As a pediatrician, Dr. Pilar Bradshaw knows that immunizations save lives by protecting against a host of illnesses, including cancers caused by HPV.
“Cervical cancer is caused by invasive, aggressive HPV infection and it can be prevented with a vaccine,” she says. “The HPV vaccine is perhaps the most important vaccine you can give to your young child. Why do we say that? Because unlike many of the diseases like whooping cough and diphtheria that we vaccinate for, HPV is incredibly common.”
The virus is highly transmissible and can spread by skin-to-skin contact. Three out of four adults in the U.S. will contract HPV by the time they are 30 and most don’t know they are carrying the virus because it’s often asymptomatic.
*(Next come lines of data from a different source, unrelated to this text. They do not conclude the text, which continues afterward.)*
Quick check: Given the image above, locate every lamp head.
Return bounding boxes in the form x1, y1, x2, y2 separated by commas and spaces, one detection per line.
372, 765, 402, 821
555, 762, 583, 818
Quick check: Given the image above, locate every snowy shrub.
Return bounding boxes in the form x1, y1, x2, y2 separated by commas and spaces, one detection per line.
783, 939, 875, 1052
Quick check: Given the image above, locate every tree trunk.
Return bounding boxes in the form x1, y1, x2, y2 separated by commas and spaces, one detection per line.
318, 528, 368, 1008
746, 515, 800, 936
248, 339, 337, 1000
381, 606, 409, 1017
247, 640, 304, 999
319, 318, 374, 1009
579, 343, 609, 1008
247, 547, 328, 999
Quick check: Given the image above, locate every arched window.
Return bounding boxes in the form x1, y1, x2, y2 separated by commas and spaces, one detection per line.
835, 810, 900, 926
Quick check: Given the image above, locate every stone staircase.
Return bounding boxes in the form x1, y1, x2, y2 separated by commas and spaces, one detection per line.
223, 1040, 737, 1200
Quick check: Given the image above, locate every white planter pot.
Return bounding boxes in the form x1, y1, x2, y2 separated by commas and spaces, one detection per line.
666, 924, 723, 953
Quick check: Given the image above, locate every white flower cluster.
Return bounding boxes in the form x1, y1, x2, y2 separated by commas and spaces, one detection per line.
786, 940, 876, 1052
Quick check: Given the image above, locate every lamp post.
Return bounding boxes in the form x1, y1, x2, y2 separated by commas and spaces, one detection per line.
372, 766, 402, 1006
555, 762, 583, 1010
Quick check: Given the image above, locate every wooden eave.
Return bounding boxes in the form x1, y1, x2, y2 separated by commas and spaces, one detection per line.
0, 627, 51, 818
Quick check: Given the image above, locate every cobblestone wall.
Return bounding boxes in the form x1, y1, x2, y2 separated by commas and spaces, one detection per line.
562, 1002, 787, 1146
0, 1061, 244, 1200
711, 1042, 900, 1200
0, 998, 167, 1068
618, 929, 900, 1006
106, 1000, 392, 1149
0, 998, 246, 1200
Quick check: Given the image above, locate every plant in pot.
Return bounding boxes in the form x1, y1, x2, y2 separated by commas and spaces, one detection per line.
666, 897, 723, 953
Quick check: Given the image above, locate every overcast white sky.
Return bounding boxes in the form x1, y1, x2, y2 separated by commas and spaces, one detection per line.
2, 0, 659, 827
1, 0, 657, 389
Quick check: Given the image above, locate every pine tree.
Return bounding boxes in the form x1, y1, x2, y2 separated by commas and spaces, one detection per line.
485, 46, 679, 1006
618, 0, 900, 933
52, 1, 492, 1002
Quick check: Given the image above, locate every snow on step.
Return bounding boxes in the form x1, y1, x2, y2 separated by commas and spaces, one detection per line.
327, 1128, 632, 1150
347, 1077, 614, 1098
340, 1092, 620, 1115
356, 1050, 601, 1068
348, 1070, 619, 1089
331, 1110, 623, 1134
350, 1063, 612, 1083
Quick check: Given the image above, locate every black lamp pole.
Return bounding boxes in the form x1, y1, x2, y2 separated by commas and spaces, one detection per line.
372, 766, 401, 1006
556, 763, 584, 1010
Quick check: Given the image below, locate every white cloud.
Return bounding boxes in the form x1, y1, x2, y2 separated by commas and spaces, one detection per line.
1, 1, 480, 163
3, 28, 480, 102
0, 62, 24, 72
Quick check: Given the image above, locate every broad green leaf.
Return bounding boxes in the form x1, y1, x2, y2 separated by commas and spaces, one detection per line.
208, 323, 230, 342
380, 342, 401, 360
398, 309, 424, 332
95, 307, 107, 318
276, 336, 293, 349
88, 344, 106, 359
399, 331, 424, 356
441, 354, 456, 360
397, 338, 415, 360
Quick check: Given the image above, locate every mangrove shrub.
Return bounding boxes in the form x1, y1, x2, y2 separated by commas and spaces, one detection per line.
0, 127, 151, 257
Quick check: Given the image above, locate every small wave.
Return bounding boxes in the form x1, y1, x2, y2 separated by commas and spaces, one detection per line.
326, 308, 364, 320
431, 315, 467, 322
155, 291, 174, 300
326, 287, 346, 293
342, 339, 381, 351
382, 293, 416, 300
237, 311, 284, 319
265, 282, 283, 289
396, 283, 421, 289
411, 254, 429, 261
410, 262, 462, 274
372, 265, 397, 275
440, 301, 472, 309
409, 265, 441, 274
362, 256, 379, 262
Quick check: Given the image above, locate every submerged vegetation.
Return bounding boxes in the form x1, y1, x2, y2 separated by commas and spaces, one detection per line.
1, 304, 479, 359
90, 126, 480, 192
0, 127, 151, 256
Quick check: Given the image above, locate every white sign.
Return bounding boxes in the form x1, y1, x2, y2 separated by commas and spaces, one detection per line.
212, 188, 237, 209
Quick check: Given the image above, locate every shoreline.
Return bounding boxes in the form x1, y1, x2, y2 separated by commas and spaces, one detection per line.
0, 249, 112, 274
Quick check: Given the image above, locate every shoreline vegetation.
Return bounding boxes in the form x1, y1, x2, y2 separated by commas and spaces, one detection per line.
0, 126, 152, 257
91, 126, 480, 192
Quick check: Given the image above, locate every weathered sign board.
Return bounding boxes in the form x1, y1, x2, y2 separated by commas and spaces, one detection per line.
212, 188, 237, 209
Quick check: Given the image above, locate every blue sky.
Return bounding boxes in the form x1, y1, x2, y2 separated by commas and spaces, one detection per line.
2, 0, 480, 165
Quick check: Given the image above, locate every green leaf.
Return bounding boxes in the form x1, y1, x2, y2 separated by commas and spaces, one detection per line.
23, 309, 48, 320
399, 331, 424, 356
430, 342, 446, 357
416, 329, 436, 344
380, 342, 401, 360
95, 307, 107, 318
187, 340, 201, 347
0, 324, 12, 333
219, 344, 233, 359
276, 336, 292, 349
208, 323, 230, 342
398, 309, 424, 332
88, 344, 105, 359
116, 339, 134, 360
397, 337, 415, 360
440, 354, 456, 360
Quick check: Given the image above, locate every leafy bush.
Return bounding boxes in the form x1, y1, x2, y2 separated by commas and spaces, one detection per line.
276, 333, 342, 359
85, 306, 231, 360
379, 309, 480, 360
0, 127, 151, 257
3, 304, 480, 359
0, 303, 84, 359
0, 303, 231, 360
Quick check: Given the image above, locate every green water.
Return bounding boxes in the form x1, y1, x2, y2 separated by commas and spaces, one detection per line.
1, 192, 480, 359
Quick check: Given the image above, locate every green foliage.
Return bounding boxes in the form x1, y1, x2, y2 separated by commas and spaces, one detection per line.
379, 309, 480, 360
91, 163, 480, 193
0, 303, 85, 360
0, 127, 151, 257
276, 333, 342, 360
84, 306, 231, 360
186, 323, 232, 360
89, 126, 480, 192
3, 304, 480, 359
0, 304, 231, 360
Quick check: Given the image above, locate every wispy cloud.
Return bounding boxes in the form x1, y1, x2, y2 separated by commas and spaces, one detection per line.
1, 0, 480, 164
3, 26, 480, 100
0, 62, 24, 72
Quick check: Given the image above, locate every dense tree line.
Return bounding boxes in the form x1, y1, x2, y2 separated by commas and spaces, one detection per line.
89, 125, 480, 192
It is estimated that nearly 50,000 people will be diagnosed with HPV-caused cancer this year and the virus is linked to more than 7,000 deaths annually from cancers of the cervix, vagina, penis, anus, head and neck. Countless more people undergo painful medical procedures to try to remove pre-cancerous lesions caused by this virus.
The two-dose vaccine prevents nine strains of HPV that are known to cause cancer and the vaccine is recommended for children ages 9-to-12.
“This vaccine is not new,” Dr. Bradshaw says. “It’s been around since 2006, it’s been extensively studied and tested, it’s safe and it’s incredibly effective.”
According to the Centers for Disease Control and Prevention, in the mid-2000s, 11.5% of teenage girls carried at least one HPV strain. That figure dropped to 1.8% a decade later and a recent study in the American Cancer Society journals found a 65% drop in cervical cancer incidence from 2012 through 2019 among women in their early 20s, the first cohort to receive the HPV vaccine.
It’s important that parents of boys know that they need the vaccine as well, Dr. Bradshaw says. “HPV affects both men and women,” she says. “It’s really important as a public health measure that we give it to both boys and girls.”
The notion that giving the HPV vaccine to children may make them more likely to become sexually active has also been studied and there is no evidence to support it.
“I don’t talk about this shot as being a sexually related vaccine,” Dr. Bradshaw says. “This is a cancer preventing shot. The reason we want your child to be immunized against this virus early is because the earlier you give the HPV vaccine, the more reactive and the good protection your child’s body can mount from having that vaccine.”
The two-dose vaccine is most effective when given to preteens because their bodies produce more antibodies to this shot than older adolescents and adults. This also ensures that kids are protected from cancer before they are exposed to the virus, which Dr. Bradshaw says is the best way to help keep them safe.